Derek Morgan bio photo

Derek Morgan

A programmer living in Baltimore, Maryland.

Email Twitter LinkedIn Github

Encoded-word Syntax

Email originated as an ASCII-only communications medium. Multipurpose Internet Mail Extensions extended email to, among many other things, display body text and header information in character sets other than ASCII. As of ​RFC 2822, this is accomplished by using encoded-word syntax defined in RFC 2047. This syntax encodes non-ASCII text as an ASCII text string as follows:

=?<charset>?<encoding>?<encoded-text>?=

where:

  • charset is one of the character sets registered with IANA for use with the MIME text/plain content-type
  • encoding is either the character Q or B, where B represents base64 encoding and Q represents an encoding similar to the “quoted-printable” content transfer encoding defined in ​RFC 2045
  • encoded-text is the text encoded according to the defined encoding

It is the email clients’ responsibility to take non-ASCII strings, encode them properly, and then decode them for display.

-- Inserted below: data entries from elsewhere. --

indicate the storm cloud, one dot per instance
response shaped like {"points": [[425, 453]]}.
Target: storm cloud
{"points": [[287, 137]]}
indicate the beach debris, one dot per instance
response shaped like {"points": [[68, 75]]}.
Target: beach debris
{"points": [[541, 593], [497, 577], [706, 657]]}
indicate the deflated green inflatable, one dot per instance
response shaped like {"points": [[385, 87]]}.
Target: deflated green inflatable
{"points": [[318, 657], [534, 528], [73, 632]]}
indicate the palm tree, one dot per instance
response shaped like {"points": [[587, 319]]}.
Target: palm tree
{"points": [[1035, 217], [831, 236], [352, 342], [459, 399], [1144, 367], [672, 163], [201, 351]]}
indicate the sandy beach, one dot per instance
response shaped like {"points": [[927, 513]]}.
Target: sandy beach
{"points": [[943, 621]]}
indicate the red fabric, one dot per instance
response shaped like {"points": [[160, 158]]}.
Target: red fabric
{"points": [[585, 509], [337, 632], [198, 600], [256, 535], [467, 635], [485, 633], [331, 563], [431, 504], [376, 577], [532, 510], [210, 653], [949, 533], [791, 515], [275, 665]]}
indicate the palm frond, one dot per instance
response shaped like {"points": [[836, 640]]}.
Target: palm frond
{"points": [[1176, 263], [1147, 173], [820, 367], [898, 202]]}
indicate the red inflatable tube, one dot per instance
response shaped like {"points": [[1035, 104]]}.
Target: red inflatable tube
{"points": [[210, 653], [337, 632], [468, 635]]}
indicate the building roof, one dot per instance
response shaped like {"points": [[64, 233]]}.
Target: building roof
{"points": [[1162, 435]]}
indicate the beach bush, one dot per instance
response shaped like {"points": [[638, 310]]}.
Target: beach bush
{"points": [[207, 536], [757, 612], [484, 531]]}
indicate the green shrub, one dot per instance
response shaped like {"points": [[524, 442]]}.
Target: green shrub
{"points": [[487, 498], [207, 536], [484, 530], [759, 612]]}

Unfortunately, this does not always seem to be the case. Issues can be as simple as character sets or encodings specified in lower case (RFC 2047 specifies uppercase characters, only) to character sets that don’t correctly decode the encoded text. Several character sets are supersets of others. These larger sets should be used to decode encoded text where possible to reduce the chance of decoding errors. This GitHub issue comment lists a few of these character sets:

  • ‘big5’ should be decoded with ‘big5hkscs’
  • ‘gb2312’ should be decoded with ‘gb18030’
  • ‘ascii’ should be decoded with ‘utf-8’
  • ‘iso-8859-1’ should be decoded with ‘cp1252’

Encoding Example

The following Python code make use of the base64 and quopri modules to translate text into encoded-word syntax:

import base64, quopri

def text_to_encoded_words(text, charset, encoding):
    """
    text: text to be transmitted
    charset: the character set for text
    encoding: either 'q' for quoted-printable or 'b' for base64
    """
    byte_string = text.encode(charset)
    if encoding.lower() is 'b':
        encoded_text = base64.b64encode(byte_string)
    elif encoding.lower() is 'q':
        encoded_text = quopri.encodestring(byte_string)
    return "=?{charset}?{encoding}?{encoded_text}?=".format(
        charset=charset.upper(),
        encoding=encoding.upper(),
        encoded_text=encoded_text.decode('ascii'))

Now we can encode our favorite emoji 🐎 (or more formally, the U+1F40E Unicode code point) to send it in an email:

In [1]: text_to_encoded_words('This is a horsey: \U0001F40E', "utf-8", "b")
Out[1]: '=?UTF-8?B?VGhpcyBpcyBhIGhvcnNleTog8J+Qjg==?='

In [2]: text_to_encoded_words('This is a horsey: \U0001F40E', "utf-8", "q")
Out[2]: '=?UTF-8?Q?This is a horsey: =F0=9F=90=8E?='

Note: This output is from Python 3. You will need to change "\U0001F40E" to u"\U0001F40E" to see the same results using Python 2.

Now our horse is ready to email! This output shows a benefit of using the ‘Q’ encoding for strings that are primarily composed of ASCII characters: one can read most of the message in the second output without first decoding the encoded words.

Decoding Example

def encoded_words_to_text(encoded_words):
    encoded_word_regex = r'=\?{1}(.+)\?{1}([B|Q])\?{1}(.+)\?{1}='
    charset, encoding, encoded_text = re.match(encoded_word_regex, encoded_words).groups()
    if encoding is 'B':
        byte_string = base64.b64decode(encoded_text)
    elif encoding is 'Q':
        byte_string = quopri.decodestring(encoded_text)
    return byte_string.decode(charset)

This function applies a regular expression to pull out the character set, encoding, and encoded text from the encoded words. Next, it decodes the encoded words into a byte string, using either the quopri module or base64 module as determined by the encoding. Finally, it decodes the byte string using the character set and returns the result.

Running this function on our encoded words returns the Unicode code point for our horsey:

In [3]: encoded_words_to_text('=?UTF-8?B?VGhpcyBpcyBhIGhvcnNleTog8J+Qjg==?=')
Out[3]: 'This is a horsey: \U0001f40e'

In [4]: encoded_words_to_text('=?UTF-8?Q?This is a horsey: =F0=9F=90=8E?=')
Out[4]: 'This is a horsey: \U0001f40e'

We get our original string back in this output. In addition to these functions, email headers with encoded words can be manipulated with the email.headers Python module.